README.md · mobiuslabsgmbh/Mixtral-8x7B-Instruct-v0.1-hf-attn-4bit-moe-2bit-HQQ at refs/pr/1

metadata

license: apache-2.0
tags:
  - moe
train: false
inference: false
pipeline_tag: text-generation

Mixtral-8x7B-Instruct-v0.1-hf-attn-4bit-moe-2bit-HQQ

This is a version of the Mixtral-8x7B-Instruct-v0.1 model (https://huggingface.co/mistralai/Mixtral-8x7B-Instruct-v0.1) quantized with a mix of 4-bit and 2-bit via Half-Quadratic Quantization (HQQ).

More specifically, the attention layers are quantized to 4-bit and the experts are quantized to 2-bit. This model should perform a lot better compared to the all 2-bit model for a slight increase in model size (18.2GB vs. 18GB).
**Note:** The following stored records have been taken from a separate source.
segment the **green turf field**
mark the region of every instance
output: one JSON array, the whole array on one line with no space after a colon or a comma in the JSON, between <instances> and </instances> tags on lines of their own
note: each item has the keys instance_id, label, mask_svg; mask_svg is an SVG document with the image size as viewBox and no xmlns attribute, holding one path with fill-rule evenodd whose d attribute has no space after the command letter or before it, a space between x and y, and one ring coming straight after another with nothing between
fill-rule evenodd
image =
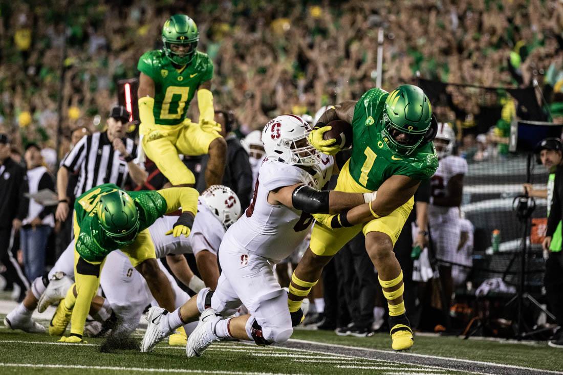
<instances>
[{"instance_id":1,"label":"green turf field","mask_svg":"<svg viewBox=\"0 0 563 375\"><path fill-rule=\"evenodd\" d=\"M140 341L142 335L139 330L134 338ZM194 359L185 356L184 347L167 343L159 344L152 353L134 350L101 353L103 339L87 340L87 344L57 343L48 336L14 331L0 324L0 373L563 373L557 372L563 369L563 352L544 343L452 337L419 336L413 350L397 354L390 350L385 334L360 338L297 330L283 347L224 342Z\"/></svg>"}]
</instances>

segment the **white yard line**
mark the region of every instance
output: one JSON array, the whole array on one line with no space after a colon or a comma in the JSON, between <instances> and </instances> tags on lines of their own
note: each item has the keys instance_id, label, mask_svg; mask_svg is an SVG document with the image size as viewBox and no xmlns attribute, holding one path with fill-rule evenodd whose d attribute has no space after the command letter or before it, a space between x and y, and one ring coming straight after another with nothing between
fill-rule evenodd
<instances>
[{"instance_id":1,"label":"white yard line","mask_svg":"<svg viewBox=\"0 0 563 375\"><path fill-rule=\"evenodd\" d=\"M435 369L427 369L424 367L413 367L412 368L404 368L404 369L396 368L395 367L382 367L381 366L362 366L362 365L358 365L358 366L342 365L342 366L334 366L334 367L337 367L338 368L354 368L360 370L403 370L406 371L436 371ZM441 372L440 372L439 373L444 374L443 371L444 370L442 370ZM409 372L408 373L410 374L411 373Z\"/></svg>"},{"instance_id":2,"label":"white yard line","mask_svg":"<svg viewBox=\"0 0 563 375\"><path fill-rule=\"evenodd\" d=\"M114 366L86 366L67 364L31 364L29 363L3 363L0 367L28 367L33 368L72 368L90 370L113 370L115 371L138 371L139 372L170 372L174 373L224 374L225 375L285 375L270 372L247 372L243 371L210 371L173 368L143 368L141 367L118 367Z\"/></svg>"},{"instance_id":3,"label":"white yard line","mask_svg":"<svg viewBox=\"0 0 563 375\"><path fill-rule=\"evenodd\" d=\"M306 344L310 344L310 345L312 344L312 345L320 345L320 346L330 346L330 347L341 347L341 348L343 348L343 349L351 349L352 350L363 350L363 351L370 351L370 352L376 352L376 353L385 353L386 354L393 354L394 353L394 352L391 351L391 350L382 350L381 349L372 349L372 348L361 347L359 347L359 346L348 346L347 345L340 345L340 344L326 343L324 343L324 342L319 342L318 341L310 341L309 340L298 340L298 339L296 339L296 338L290 338L289 339L289 341L290 342L299 342L299 343L306 343ZM555 350L555 351L553 351L553 355L556 355L556 352L557 352L556 350ZM517 366L517 365L508 365L508 364L502 364L502 363L495 363L494 362L485 362L485 361L477 361L477 360L472 360L472 359L459 359L459 358L452 358L450 357L442 357L442 356L437 356L437 355L431 355L430 354L417 354L415 353L399 352L399 353L396 353L396 355L397 356L397 360L398 360L398 357L399 356L404 355L404 356L409 356L417 357L417 358L432 358L432 359L434 359L446 360L452 361L454 361L454 362L462 362L462 363L470 363L470 364L471 363L477 363L477 364L480 364L480 365L486 365L486 366L497 366L497 367L503 367L504 368L513 368L513 369L519 369L519 370L532 370L532 371L543 371L543 372L544 372L544 373L545 373L546 374L548 374L548 374L560 374L561 375L563 375L563 372L561 372L561 371L553 371L553 370L544 370L544 369L542 369L533 368L531 368L531 367L524 367L523 366ZM400 361L400 360L398 360L397 361ZM450 369L451 370L451 369ZM463 371L463 370L461 370L461 371ZM465 372L467 372L466 371Z\"/></svg>"}]
</instances>

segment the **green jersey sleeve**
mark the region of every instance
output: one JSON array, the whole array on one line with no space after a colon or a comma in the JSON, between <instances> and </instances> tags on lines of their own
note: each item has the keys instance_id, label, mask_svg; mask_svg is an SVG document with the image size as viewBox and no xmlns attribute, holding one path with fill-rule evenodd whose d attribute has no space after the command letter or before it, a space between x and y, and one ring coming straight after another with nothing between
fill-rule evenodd
<instances>
[{"instance_id":1,"label":"green jersey sleeve","mask_svg":"<svg viewBox=\"0 0 563 375\"><path fill-rule=\"evenodd\" d=\"M153 81L156 81L158 79L158 66L156 65L157 61L155 61L155 53L154 51L149 51L145 52L137 64L137 69L139 72L144 73L151 78Z\"/></svg>"},{"instance_id":2,"label":"green jersey sleeve","mask_svg":"<svg viewBox=\"0 0 563 375\"><path fill-rule=\"evenodd\" d=\"M408 162L397 163L397 168L393 174L407 176L421 181L431 178L438 169L438 158L434 144L429 142L423 146L414 157L409 158Z\"/></svg>"},{"instance_id":3,"label":"green jersey sleeve","mask_svg":"<svg viewBox=\"0 0 563 375\"><path fill-rule=\"evenodd\" d=\"M154 190L128 191L139 210L139 230L153 225L159 217L166 213L166 200Z\"/></svg>"}]
</instances>

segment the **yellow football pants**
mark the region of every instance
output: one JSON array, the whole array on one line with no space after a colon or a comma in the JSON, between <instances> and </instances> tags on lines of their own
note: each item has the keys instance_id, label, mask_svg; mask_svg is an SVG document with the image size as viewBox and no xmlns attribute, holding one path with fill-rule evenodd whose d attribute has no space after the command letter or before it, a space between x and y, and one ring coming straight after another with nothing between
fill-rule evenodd
<instances>
[{"instance_id":1,"label":"yellow football pants","mask_svg":"<svg viewBox=\"0 0 563 375\"><path fill-rule=\"evenodd\" d=\"M204 155L213 140L221 137L217 132L204 131L187 119L177 125L141 124L139 132L145 153L173 185L195 183L194 174L178 154Z\"/></svg>"}]
</instances>

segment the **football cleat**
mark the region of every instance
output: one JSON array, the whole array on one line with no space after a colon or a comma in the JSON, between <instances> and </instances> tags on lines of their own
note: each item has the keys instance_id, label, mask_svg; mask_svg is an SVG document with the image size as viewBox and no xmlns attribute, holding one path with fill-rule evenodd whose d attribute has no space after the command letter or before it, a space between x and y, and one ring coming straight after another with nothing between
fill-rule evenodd
<instances>
[{"instance_id":1,"label":"football cleat","mask_svg":"<svg viewBox=\"0 0 563 375\"><path fill-rule=\"evenodd\" d=\"M168 336L168 345L171 346L185 346L187 343L187 335L183 327L177 329L176 332Z\"/></svg>"},{"instance_id":2,"label":"football cleat","mask_svg":"<svg viewBox=\"0 0 563 375\"><path fill-rule=\"evenodd\" d=\"M67 343L87 343L88 341L84 341L82 340L82 337L70 335L68 337L62 336L59 340L58 341L57 341L57 342L66 342Z\"/></svg>"},{"instance_id":3,"label":"football cleat","mask_svg":"<svg viewBox=\"0 0 563 375\"><path fill-rule=\"evenodd\" d=\"M66 326L70 322L72 310L65 306L65 300L61 300L57 306L53 318L49 323L49 334L52 336L62 336L66 330Z\"/></svg>"},{"instance_id":4,"label":"football cleat","mask_svg":"<svg viewBox=\"0 0 563 375\"><path fill-rule=\"evenodd\" d=\"M141 343L141 352L152 351L157 343L172 333L161 328L160 320L168 313L166 309L162 307L153 307L149 309L146 316L146 331Z\"/></svg>"},{"instance_id":5,"label":"football cleat","mask_svg":"<svg viewBox=\"0 0 563 375\"><path fill-rule=\"evenodd\" d=\"M66 292L73 284L72 279L62 272L55 273L41 294L37 303L37 311L43 312L51 305L65 298Z\"/></svg>"},{"instance_id":6,"label":"football cleat","mask_svg":"<svg viewBox=\"0 0 563 375\"><path fill-rule=\"evenodd\" d=\"M47 329L43 325L28 316L8 318L10 314L4 318L4 325L11 329L21 329L28 333L44 333Z\"/></svg>"},{"instance_id":7,"label":"football cleat","mask_svg":"<svg viewBox=\"0 0 563 375\"><path fill-rule=\"evenodd\" d=\"M390 316L389 327L391 327L390 334L393 341L391 347L394 350L406 350L414 344L413 330L404 314L399 316Z\"/></svg>"},{"instance_id":8,"label":"football cleat","mask_svg":"<svg viewBox=\"0 0 563 375\"><path fill-rule=\"evenodd\" d=\"M199 317L199 323L187 339L186 355L189 358L199 357L213 341L218 341L215 334L215 325L221 320L221 315L209 307Z\"/></svg>"}]
</instances>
This idea was suggest by Artem Eliseev (@lavawolfiee) and Denis Mazur (@dvmazur) in this Github discussion.

Basic Usage

To run the model, install the HQQ library from https://github.com/mobiusml/hqq and use it as follows:

model_id = 'mobiuslabsgmbh/Mixtral-8x7B-Instruct-v0.1-hf-attn-4bit-moe-2bit-HQQ'
#Load the model
from hqq.engine.hf import HQQModelForCausalLM, AutoTokenizer
tokenizer = AutoTokenizer.from_pretrained(model_id)
model     = HQQModelForCausalLM.from_quantized(model_id)
#Optional
from hqq.core.quantize import *
HQQLinear.set_backend(HQQBackend.PYTORCH_COMPILE) 
#Text Generation
prompt = "<s> [INST] How do I build a car? [/INST] "
inputs = tokenizer(prompt, return_tensors="pt", add_special_tokens=False)
outputs = model.generate(**(inputs.to('cuda')), max_new_tokens=1000)
print(tokenizer.decode(outputs[0], skip_special_tokens=True))

Output:

Design the Car:

Determine the type of car you want to build (e.g., sedan, SUV, sports car) and its specifications (e.g., size, weight, horsepower, fuel efficiency).
Create detailed sketches and 3D models of the car's exterior and interior.
Design the car's technical components, including the engine, transmission, brakes, and suspension system.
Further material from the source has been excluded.